Content
What is this course about?
CS 1998: Intro to AI Safety & Alignment is a student-led course that explores why advanced AI systems can fail in unexpected and dangerous ways. We begin by building a solid understanding of how modern language models are trained, from pretraining on web-scale data through supervised fine-tuning and reinforcement learning from human feedback. From there, we turn to the core question: how do we ensure these systems do what we actually want?
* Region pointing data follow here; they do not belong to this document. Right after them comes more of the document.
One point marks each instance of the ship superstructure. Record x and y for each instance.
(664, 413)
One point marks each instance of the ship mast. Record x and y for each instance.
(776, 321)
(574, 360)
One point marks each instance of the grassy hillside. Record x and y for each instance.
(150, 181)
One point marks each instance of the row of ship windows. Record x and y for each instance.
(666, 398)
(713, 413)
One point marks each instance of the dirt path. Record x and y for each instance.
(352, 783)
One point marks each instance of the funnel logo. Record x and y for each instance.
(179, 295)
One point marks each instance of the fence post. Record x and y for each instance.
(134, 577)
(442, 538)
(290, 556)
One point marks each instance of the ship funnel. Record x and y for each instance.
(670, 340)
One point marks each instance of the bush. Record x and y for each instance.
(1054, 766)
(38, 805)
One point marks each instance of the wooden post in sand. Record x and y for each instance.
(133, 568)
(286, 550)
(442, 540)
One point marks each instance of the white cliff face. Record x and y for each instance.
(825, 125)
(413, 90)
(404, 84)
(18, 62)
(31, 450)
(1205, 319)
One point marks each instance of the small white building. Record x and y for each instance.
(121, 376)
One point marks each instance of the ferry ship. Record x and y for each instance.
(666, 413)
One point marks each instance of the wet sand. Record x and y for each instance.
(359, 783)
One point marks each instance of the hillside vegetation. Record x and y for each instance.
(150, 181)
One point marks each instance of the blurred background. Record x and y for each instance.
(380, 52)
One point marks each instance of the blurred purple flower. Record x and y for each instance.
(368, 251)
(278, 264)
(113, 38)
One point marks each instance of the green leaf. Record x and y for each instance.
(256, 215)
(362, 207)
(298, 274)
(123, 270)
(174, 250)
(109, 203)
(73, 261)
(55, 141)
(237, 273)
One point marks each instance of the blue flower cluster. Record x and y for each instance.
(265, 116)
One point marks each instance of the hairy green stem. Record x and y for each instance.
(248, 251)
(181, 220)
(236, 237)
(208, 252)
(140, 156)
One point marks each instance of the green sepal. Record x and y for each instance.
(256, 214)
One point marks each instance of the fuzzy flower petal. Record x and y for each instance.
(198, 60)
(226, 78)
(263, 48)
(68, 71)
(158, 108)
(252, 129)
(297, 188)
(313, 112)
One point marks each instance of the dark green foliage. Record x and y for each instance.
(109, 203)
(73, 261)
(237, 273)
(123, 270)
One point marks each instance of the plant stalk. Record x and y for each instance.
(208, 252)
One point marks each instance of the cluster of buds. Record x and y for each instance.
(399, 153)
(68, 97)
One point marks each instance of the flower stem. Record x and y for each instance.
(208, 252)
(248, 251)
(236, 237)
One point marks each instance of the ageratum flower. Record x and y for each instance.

Students will learn key technical ideas in mechanistic interpretability (reverse-engineering model internals to understand what they've learned), reward learning (how optimization pressure can produce unintended behaviors like sycophancy and reward hacking), red teaming and adversarial evaluation (systematically probing models for failure modes), and scalable oversight (supervising systems that may exceed human-level performance on the tasks we're evaluating them on).
Prerequisites
This course is technically focused, so some prior knowledge of linear algebra, machine learning (particularly the transformer architecture), and proficiency in Python are assumed. That said, we spend significant time building intuition behind these ideas, so students from non-technical backgrounds who are motivated to engage with the material are also welcome.
Audience
Undergraduates who are curious about how modern AI systems can fail, concerned about the long-term risks of advanced AI, or looking to understand the technical foundations behind ongoing safety research.